It is well known that Hadoop performs better with a small number of large files, as opposed to a huge number of small files. ("Small" here means significantly smaller than a HDFS block, default to 64MB). So storing huge amount of small files on HDFS does cause harm to the overall performance of your systems, not only by eating up the namenode's memory but also generating excessive amount of mapper tasks which imposes extra bookkeeping overhead. (for more details, please check out The Small Files Problem - Cloudera Blog)

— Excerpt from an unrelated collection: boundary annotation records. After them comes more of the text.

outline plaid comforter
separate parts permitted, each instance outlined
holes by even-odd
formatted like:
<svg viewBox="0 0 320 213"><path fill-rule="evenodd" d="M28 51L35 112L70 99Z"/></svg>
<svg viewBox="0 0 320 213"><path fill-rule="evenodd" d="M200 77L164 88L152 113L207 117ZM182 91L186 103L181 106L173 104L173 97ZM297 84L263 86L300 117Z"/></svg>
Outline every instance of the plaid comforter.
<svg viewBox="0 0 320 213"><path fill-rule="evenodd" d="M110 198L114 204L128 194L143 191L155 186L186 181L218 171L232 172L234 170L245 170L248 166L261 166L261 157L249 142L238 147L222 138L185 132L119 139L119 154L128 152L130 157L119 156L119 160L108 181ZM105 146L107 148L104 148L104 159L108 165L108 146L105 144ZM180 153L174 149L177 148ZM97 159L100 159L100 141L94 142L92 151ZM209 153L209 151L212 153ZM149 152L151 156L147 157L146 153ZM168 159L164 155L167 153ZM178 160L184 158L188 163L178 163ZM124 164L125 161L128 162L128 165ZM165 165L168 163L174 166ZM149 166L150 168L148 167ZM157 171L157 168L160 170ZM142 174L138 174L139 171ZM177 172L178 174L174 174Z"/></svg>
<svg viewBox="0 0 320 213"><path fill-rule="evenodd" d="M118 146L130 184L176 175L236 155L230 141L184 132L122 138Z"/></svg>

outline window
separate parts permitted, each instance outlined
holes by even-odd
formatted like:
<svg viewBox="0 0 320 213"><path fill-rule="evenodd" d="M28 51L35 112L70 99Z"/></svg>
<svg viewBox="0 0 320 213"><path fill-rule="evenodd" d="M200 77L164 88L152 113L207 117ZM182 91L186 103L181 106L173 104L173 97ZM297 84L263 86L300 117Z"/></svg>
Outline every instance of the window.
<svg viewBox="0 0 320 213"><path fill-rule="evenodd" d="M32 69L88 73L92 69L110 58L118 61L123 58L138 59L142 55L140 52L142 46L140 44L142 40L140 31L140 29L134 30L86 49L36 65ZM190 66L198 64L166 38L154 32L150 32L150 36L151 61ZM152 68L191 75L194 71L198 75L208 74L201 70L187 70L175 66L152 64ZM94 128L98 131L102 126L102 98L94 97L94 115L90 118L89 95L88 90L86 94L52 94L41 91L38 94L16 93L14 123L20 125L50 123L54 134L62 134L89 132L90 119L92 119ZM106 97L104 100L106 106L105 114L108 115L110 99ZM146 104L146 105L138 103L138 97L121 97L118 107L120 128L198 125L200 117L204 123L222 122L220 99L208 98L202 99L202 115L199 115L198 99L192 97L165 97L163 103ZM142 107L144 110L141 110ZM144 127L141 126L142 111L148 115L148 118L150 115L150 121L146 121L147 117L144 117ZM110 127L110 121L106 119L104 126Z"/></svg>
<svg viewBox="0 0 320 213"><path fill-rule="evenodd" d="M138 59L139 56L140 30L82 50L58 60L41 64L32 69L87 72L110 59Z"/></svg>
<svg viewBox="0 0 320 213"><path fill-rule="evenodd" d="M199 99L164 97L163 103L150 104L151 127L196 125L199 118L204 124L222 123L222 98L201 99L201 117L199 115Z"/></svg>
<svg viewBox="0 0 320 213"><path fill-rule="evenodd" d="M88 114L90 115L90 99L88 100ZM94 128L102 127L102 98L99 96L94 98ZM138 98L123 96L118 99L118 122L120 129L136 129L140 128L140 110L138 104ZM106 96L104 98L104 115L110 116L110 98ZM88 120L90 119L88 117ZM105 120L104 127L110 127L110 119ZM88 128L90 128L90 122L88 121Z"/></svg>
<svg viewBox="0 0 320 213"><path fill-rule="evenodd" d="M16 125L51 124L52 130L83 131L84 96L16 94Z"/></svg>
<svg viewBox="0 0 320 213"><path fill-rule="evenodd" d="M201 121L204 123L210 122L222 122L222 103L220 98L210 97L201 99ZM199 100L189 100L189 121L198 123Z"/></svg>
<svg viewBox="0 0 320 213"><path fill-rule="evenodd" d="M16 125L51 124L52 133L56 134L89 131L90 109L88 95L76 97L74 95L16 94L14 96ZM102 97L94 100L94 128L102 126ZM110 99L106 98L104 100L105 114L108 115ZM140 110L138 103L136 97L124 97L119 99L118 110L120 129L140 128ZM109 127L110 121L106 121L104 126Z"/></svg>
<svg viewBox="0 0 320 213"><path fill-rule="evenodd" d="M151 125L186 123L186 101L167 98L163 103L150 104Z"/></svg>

In order to alleviate the overhead caused by small files on HDFS, I wrote this HDFS zip/unzip utility, which uses Hadoop SequenceFile as a container for large number of small files, with the key being simply the HDFS path and value being the actual compressed content from orginal files.
You can clone the repo with the following command:
$ git clone https://github.com/harryyuwang/HZip.git
Once you've cloned the repository, build and install the package into your local Maven repo:
$ mvn clean install
$ hadoop jar <HZip jar> <Operation> <HDFS Path>
Operations: zip, unzip, list
Besides Hadoop configuration options, HZip also defines the following specific ones:
- hzip.delete: whether to delete original files/folders after zip/unzip
- hzip.combine: whether to use CombineFileInputFormat to merge files into fewer input splits.
- hzip.compression: what compression codec to use on SequenceFile record,
supported codec are: gzip, snappy and bzip2
- Zip: merge and compress small files into a hadoop sequence file, with an extension of ".hz"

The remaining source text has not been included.